2. Failed login attempts: Tracking failed login attempts helps you recognize possible hacking attempts and strengthen your website’s defenses against intrusions. MalCare is the best for this. It has a limit logins feature as well that locks out users who have had a lot of failed logins. They just need to pass a reCAPTCHA test to try to log back in. 
3. New user creation/deletion: Observing user account changes safeguards your website against unauthorized access and ensures only trusted individuals have entry. MalCare and WP Activity Log are examples of plugins that help you track every new account that is created. 
4. User role/permission changes: Watching for alterations in roles and permissions protects against internal data breaches and maintains proper access levels. WP Activity Log helps you do track such changes on your admin dashboard. 
5. WordPress core updates: Keeping a log of updates provides insights into potential site changes or issues following these updates, ensuring your website remains current and secure. WP Activity Log makes note of every change made to WordPress core.
6. Theme installations/updates: Monitoring theme changes is crucial to diagnose any compatibility issues quickly and to maintain a cohesive user experience. We recommend installing MalCare to help you track such updates and installs. 
7. Plugin activations/updates/deactivations: Plugins affect website functionality and security; tracking them helps in troubleshooting and secures your platform from potential threats. Every plugin on this list tracks changes to plugins and themes, including MalCare. We recommend you use the MalCare dashboard to safely update your plugins. 
8. Content changes (posts/pages): Understanding when and what content changes occur on your site can help in overseeing editorial content and preventing unauthorized edits. MalCare is a great way to track such changes and monitor the content on your site.
9. Menu adjustments: Changes to site navigation must be tracked to preserve a functional and intuitive user experience. The best plugin to track menu changes is WP Activity Log. 
10. Widget modifications: Widgets have a direct impact on how site visitors interact with your website, making it important to record any changes. WP Activity Log can log all changes to widgets.
11. Changes to settings: Modifications to settings like permalinks and privacy can affect user interface and search engine rankings, making tracking them key to a well-functioning site. WP Activity Log is a great way to track such changes that are made by users. 
12. File uploads and deletions: Keeping tabs on media files helps manage storage and prevents potential copyright issues or unauthorized uses of your bandwidth. MalCare keeps track of all changes made to site files.
13. Backup completion or failures: Monitoring whether backups succeed or fail is essential for data integrity and quick recovery in the event of data loss. We recommend that you use a great backup plugin like BlogVault to take these backups and it will let you know if anything fails. BlogVault takes complete backups of your files and database, without affecting the speed of your website too. 
14. Security incidents: Timely awareness and documentation of security incidents allow for rapid response and are instrumental in preventing future attacks. MalCare is a security plugin that can help you track potential risks and protect your site from them with a great firewall. 
15. Multisite network changes (if applicable): For those managing multiple sites, it’s critical to track changes across the network to ensure uniformity and collective security compliance. MalCare is a comprehensive security solution that is also designed to help with multisite networks. 

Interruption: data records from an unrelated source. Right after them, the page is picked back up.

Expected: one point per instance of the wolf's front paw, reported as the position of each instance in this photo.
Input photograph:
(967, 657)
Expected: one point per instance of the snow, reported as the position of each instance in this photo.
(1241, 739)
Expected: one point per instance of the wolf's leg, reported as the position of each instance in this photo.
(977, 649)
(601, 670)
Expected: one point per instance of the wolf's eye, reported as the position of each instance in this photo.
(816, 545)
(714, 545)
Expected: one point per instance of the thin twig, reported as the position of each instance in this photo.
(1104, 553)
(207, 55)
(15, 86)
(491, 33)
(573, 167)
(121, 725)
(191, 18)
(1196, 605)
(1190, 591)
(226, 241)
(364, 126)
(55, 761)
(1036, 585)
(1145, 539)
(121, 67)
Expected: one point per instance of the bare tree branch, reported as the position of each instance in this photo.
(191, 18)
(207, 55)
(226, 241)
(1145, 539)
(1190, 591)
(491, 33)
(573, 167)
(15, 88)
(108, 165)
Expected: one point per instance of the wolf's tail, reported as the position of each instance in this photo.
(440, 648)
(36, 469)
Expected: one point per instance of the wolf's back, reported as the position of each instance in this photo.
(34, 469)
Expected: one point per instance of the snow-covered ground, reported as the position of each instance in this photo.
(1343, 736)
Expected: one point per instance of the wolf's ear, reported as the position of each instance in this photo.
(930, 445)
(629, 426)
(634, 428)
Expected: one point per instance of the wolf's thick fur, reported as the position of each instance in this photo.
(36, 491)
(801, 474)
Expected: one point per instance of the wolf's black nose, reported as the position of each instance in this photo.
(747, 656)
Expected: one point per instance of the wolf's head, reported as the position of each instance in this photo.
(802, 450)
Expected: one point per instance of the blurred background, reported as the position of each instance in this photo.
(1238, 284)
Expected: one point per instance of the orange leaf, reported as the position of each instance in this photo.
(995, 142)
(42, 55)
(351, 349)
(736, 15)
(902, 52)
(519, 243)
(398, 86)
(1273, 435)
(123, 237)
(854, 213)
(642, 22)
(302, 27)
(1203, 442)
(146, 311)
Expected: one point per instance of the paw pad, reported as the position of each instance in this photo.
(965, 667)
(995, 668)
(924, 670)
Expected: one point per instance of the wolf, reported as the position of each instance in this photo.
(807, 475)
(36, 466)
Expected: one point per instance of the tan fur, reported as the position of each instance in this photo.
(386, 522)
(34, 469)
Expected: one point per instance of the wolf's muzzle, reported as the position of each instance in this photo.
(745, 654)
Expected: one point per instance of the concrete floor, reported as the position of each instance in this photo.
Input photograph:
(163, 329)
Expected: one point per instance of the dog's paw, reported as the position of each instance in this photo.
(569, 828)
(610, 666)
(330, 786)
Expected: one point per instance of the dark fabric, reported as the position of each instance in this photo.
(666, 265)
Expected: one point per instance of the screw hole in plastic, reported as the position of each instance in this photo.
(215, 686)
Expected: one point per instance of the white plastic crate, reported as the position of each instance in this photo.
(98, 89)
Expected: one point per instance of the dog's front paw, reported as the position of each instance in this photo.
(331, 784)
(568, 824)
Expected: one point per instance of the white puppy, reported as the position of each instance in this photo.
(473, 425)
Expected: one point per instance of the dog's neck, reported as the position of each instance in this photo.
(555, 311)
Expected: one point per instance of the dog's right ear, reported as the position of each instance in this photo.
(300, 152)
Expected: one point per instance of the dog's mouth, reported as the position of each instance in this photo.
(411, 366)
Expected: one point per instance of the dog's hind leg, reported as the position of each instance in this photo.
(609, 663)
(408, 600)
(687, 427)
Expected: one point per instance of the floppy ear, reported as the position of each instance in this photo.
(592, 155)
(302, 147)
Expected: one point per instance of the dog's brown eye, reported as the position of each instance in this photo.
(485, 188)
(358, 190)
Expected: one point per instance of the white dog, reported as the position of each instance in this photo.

What else should you do to maintain your WordPress site?

Alongside monitoring activities through WordPress logs, there are several other crucial measures to undertake to ensure the longevity and security of your website:

1. Update regularly: Keeping your WordPress core, plugins, and themes up to date is vital for security and functionality. Updates often include patches for vulnerabilities and enhancements that keep your site running smoothly.
2. Backup website data: Regularly backing up your website ensures that you have a recent copy of all your data, which you can restore in the event of data loss, hacking, or other unforeseen issues. We recommend using BlogVault for its reliable, automated and  complete backups.
3. Use good login security: Protect your site with strong passwords, limit login attempts, and consider implementing two-factor authentication to prevent unauthorized access.
4. Implement user roles: Utilize WordPress’s built-in user role management to grant permissions based on the user’s necessity. This minimizes the risk of accidental or intentional misuse of the site.
5. Implement file permissions: Properly setting file and directory permissions is key to protecting the site at the server level. This prevents unauthorized users from modifying or accessing sensitive files.
6. Install a performance plugin: Incorporate performance-enhancing plugins like Airlift to boost your website’s speed and efficiency. Airlift optimizes your site’s performance by streamlining various aspects, potentially improving user experience and SEO rankings.

Final thoughts

Keeping your website safe and running smoothly is super important, and keeping track of everything that happens on your site is a big part of that. That’s where MalCare comes in: it’s like your website’s security guard. MalCare is really good at logging all the little and big things that happen on your site. From the moment someone logs in, to every time someone updates something or changes a setting, MalCare keeps track of it all. It’s a really important tool for anyone who wants to keep their website in tip-top shape and safe from trouble.

FAQs

Can a WordPress activity log slow down my site?

Usually, a well-designed WordPress activity log plugin should not slow down your site. These plugins are optimized to run efficiently and only capture log data when activities occur, thereby having minimal impact on site performance. However, if a site is on limited hosting resources or if the plugin is poorly coded, it might have some performance impact.

Can I export WordPress activity logs for external analysis?

Yes, most comprehensive WordPress activity log plugins provide the option to export logs. This allows you to perform more in-depth analysis outside of your website, using tools like spreadsheets or specialized log analysis software.

How do WordPress activity logs differ from server logs?

WordPress activity logs focus on changes within the WordPress dashboard and track user actions like post edits, theme changes, and plugin management. Server logs, on the other hand, record all server requests, such as page requests and server errors, and they operate at a lower level, providing insights into the web server’s operations, independent of WordPress.

How often should I check my WordPress activity logs?

The frequency with which you should check your WordPress activity logs depends on the size of your website and the volume of activity it sees. For small to medium-sized sites, a weekly check might suffice. For larger, more active sites, or sites with e-commerce or membership platforms, checking daily might be more appropriate.

How can I manage activity logs across multiple WordPress sites?

There are several plugins and management tools that support multiple sites, like MalCare, allowing you to centralize and manage activity logs for multiple WordPress sites from a single dashboard. This simplifies monitoring and makes it more efficient to gain insights from your websites.

Can activity logs track changes made directly in the database?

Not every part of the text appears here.